You can certainly use any mix of client-side rendering and server-side rendering, but I would recommend against trying to mix ASP.NET MVC helpers with AngularJS directives. It might seem like a good idea at first because you're already used to using those helpers and you don't have to write "raw html", but they defeat the some of the purpose of what client-side applications try to achieve: separation of concerns, responsiveness, data-binding, and testability.
There's definitely a place for making mini-SPAs within a larger, traditional web-application, especially if you're converting a legacy application or if parts of the larger application don't need a SPA or are best served without it. But if you're going to render a given page - or part of page - on the client, then buy in completely and let AngularJS do what it knows how to do.
So let's say you have a Products model (some enumerable list of ) and you want to render that on the page in a list. You have three options I can think of:
- Use a razor @ForEach and render it server-side, but accept that your client-side AngularJS application won't know about this list and won't bind it to its model
- Wait until the page loads and AngularJS bootstraps, then make an API call to your MVC server-side application for some JSON data and stick it in the model. Use ng-repeat to render the list.
- Use razor to serialize the Products model on the server into some JSON string and embed that in the AngularJS controller you send back. Use ng-repeat to render the list and take advantage of client-side data-binding.
The last option is ugly. I can't think of a really good reason for it, unless you need client-side data-binding and you have to pay for each API call.

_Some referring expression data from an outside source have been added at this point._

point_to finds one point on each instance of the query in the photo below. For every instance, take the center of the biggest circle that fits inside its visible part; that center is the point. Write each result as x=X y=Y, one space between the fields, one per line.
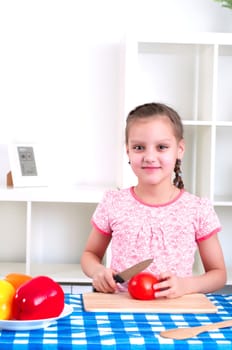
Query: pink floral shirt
x=168 y=233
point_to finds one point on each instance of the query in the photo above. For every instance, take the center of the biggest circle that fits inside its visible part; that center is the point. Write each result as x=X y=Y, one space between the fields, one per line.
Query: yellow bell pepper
x=7 y=293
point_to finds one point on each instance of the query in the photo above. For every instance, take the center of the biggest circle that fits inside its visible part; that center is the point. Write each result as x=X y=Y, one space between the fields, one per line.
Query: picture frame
x=27 y=165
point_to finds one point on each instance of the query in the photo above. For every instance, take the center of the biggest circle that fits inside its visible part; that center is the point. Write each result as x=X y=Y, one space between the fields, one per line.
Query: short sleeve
x=100 y=218
x=209 y=223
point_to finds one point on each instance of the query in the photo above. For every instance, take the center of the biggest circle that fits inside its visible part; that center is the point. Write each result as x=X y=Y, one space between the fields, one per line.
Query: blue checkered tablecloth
x=108 y=331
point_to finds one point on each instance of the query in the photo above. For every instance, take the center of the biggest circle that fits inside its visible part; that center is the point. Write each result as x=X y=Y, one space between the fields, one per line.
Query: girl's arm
x=91 y=262
x=211 y=280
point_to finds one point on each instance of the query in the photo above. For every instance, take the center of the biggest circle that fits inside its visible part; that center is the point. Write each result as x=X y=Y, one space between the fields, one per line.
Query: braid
x=178 y=182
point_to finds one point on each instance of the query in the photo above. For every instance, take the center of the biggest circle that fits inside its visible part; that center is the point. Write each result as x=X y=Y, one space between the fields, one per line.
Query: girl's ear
x=127 y=150
x=181 y=149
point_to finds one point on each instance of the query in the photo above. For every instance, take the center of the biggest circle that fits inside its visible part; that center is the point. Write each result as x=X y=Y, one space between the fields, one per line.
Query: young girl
x=157 y=218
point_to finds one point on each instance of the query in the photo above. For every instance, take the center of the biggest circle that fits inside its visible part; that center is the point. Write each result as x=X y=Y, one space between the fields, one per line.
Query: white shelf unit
x=43 y=230
x=192 y=73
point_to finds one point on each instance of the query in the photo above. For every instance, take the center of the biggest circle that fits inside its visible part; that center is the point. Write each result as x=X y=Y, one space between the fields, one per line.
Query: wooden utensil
x=189 y=332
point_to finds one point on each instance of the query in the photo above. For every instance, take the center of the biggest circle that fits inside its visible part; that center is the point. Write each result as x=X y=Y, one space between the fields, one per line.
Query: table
x=138 y=331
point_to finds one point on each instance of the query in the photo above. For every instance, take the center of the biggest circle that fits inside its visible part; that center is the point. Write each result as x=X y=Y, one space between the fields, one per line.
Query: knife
x=127 y=274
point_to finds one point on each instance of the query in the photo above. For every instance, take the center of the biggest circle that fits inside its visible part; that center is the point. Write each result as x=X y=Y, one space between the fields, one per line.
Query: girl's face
x=153 y=149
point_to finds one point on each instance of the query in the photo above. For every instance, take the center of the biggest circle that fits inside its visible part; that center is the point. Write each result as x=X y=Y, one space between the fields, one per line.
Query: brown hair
x=149 y=110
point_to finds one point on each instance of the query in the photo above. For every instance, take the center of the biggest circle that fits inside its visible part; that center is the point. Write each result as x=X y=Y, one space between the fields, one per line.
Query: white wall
x=60 y=79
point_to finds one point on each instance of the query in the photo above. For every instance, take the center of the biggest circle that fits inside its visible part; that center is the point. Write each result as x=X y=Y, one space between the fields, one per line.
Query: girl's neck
x=154 y=194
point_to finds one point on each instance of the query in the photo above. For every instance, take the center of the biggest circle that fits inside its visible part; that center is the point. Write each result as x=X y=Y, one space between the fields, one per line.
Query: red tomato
x=141 y=286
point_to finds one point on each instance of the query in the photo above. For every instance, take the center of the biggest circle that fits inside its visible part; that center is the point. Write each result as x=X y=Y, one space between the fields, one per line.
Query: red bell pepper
x=39 y=298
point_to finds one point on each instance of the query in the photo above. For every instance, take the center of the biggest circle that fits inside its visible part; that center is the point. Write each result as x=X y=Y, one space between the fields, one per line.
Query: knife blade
x=127 y=274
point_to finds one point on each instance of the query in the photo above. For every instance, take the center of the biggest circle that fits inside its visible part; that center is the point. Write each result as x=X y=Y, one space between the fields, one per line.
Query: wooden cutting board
x=122 y=302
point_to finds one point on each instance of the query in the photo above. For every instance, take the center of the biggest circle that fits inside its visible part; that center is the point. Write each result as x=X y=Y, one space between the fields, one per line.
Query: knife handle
x=118 y=279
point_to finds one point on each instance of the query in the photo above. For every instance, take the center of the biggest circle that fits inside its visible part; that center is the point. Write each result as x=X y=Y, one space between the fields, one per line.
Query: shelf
x=59 y=272
x=71 y=194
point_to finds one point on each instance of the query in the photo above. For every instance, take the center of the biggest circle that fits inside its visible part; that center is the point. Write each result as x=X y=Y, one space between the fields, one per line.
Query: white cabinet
x=44 y=230
x=191 y=72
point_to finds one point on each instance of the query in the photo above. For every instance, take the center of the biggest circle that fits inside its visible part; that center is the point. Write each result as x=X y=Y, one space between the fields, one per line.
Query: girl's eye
x=162 y=147
x=138 y=148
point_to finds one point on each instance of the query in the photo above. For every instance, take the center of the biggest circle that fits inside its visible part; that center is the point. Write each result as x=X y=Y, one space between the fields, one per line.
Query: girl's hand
x=170 y=286
x=103 y=280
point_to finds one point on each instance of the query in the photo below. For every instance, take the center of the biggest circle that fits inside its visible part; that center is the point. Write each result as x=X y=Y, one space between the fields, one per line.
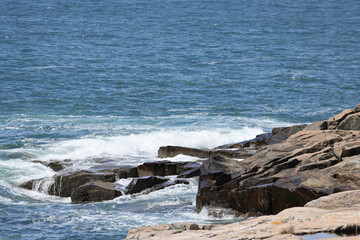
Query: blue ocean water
x=117 y=79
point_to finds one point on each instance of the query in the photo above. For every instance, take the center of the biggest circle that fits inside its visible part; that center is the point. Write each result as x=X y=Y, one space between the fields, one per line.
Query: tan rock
x=288 y=224
x=337 y=200
x=334 y=121
x=351 y=122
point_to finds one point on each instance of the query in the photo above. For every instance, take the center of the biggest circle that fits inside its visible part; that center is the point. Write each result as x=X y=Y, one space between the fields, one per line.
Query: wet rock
x=320 y=125
x=255 y=143
x=161 y=168
x=357 y=108
x=56 y=166
x=126 y=172
x=337 y=200
x=237 y=153
x=334 y=121
x=306 y=166
x=194 y=172
x=140 y=184
x=166 y=184
x=94 y=192
x=172 y=151
x=281 y=134
x=215 y=172
x=63 y=184
x=291 y=223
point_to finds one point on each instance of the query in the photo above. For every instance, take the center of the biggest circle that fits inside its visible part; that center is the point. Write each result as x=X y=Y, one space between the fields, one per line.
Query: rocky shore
x=275 y=174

The first would be good if you don't need any data-binding on the client (it's a read-only list) or you need SEO.
The second is the way I would do it in most scenarios. You've decided to use AngularJS for a reason - let it do its job.

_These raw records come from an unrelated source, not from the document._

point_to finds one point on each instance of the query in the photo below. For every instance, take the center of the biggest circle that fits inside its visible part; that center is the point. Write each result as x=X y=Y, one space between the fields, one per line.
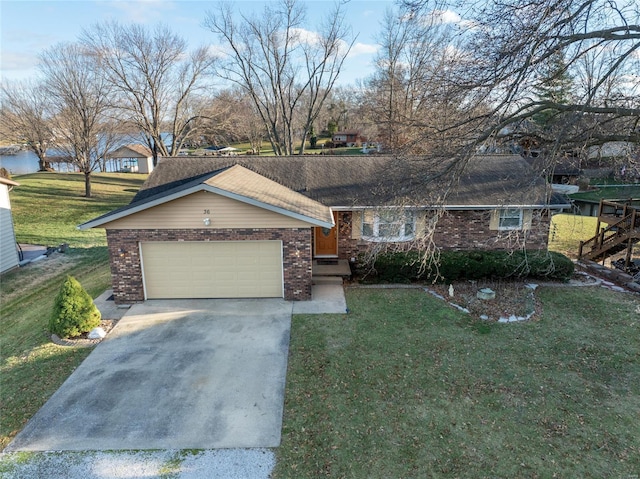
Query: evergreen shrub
x=404 y=267
x=74 y=312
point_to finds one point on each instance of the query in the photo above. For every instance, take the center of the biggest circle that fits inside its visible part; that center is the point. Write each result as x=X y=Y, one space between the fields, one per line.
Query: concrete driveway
x=179 y=374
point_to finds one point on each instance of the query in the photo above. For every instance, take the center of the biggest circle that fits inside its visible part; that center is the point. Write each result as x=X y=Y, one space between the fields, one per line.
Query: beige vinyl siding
x=215 y=269
x=8 y=252
x=189 y=213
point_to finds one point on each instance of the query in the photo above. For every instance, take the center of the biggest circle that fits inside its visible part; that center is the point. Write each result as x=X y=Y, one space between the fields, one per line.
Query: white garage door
x=216 y=269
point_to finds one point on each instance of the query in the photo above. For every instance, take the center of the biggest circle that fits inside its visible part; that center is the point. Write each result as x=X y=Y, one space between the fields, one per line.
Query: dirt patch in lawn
x=83 y=340
x=36 y=273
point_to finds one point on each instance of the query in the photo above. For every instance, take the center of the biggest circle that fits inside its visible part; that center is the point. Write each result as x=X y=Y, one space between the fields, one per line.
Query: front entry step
x=326 y=280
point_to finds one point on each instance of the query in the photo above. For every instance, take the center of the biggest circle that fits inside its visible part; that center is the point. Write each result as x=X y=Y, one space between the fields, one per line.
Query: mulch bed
x=513 y=298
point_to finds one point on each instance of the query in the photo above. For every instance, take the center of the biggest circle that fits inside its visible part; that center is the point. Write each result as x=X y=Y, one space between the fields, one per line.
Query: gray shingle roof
x=347 y=181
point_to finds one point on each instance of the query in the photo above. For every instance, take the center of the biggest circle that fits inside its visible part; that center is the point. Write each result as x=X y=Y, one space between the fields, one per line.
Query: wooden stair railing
x=610 y=239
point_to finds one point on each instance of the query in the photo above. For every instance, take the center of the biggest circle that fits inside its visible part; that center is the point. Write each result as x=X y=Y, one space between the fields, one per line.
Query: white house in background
x=8 y=251
x=133 y=158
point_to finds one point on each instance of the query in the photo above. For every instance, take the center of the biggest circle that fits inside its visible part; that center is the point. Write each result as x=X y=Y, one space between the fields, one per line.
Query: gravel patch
x=174 y=464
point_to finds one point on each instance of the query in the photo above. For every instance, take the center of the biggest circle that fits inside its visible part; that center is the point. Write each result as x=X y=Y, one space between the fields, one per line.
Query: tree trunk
x=87 y=184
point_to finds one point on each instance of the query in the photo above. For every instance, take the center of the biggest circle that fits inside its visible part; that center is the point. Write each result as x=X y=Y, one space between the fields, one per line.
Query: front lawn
x=47 y=207
x=404 y=386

Don't use MVC helpers just because they're there. AngularJS provides its own directives that do much the same stuff. And if you need more, write your own. Part of using a client-side framework is buying in to the philosophy: the server is responsible for server-y stuff like authentication, server validation, and providing data through an API, and the client is responsible for being a front-end application. Keep your concerns separate.

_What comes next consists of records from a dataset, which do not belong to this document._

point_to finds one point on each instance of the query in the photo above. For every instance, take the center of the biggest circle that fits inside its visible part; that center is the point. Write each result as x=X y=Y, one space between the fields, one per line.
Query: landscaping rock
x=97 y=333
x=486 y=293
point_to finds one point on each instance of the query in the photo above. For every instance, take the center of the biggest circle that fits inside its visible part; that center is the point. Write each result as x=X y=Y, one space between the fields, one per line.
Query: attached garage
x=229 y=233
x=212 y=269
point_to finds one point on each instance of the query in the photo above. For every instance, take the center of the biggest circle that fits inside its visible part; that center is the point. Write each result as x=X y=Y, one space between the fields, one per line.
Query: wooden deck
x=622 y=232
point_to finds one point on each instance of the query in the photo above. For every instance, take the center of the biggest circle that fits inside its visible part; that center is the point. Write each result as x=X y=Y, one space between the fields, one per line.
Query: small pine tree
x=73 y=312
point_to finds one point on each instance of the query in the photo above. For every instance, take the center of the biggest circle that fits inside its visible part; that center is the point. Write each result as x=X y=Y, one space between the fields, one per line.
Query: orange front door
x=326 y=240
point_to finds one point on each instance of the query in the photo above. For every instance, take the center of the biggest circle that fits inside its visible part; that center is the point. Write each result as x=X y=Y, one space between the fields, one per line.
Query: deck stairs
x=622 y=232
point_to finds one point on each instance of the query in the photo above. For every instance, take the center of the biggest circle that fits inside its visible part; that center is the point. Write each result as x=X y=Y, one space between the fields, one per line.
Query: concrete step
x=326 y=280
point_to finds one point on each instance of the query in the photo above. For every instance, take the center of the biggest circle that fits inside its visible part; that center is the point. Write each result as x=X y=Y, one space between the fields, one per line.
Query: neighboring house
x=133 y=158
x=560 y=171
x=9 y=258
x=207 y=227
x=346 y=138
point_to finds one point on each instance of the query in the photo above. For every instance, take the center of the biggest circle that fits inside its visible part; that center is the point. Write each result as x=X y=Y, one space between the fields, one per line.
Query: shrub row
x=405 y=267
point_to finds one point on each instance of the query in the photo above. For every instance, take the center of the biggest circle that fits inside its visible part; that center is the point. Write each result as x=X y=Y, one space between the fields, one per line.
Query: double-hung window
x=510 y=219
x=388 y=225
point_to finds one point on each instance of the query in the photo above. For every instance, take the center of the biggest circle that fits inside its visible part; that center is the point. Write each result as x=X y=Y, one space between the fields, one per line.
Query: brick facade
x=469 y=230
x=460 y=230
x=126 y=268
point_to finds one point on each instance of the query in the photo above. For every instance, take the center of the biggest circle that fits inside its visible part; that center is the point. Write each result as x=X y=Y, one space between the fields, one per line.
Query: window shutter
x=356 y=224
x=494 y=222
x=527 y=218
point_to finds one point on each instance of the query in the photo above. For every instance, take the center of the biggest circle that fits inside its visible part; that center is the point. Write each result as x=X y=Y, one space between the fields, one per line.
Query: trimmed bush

None of this means you can't use ASP.NET MVC for routing, authentication, or the overall structure of your app. All that surrounds your AngularJS apps. Once you're inside a mini-SPA, though, do it the SPA way.
This is philosophy I've used when integrating ASP.NET MVC with AngularJS. The server-side MVC is responsible solely for rendering the initial page, and then providing a semi-RESTful API after that. It uses ASP.NET MVC to route URLs, authenticate, and other goodies. But there's almost no razor and definitely no HTML helpers.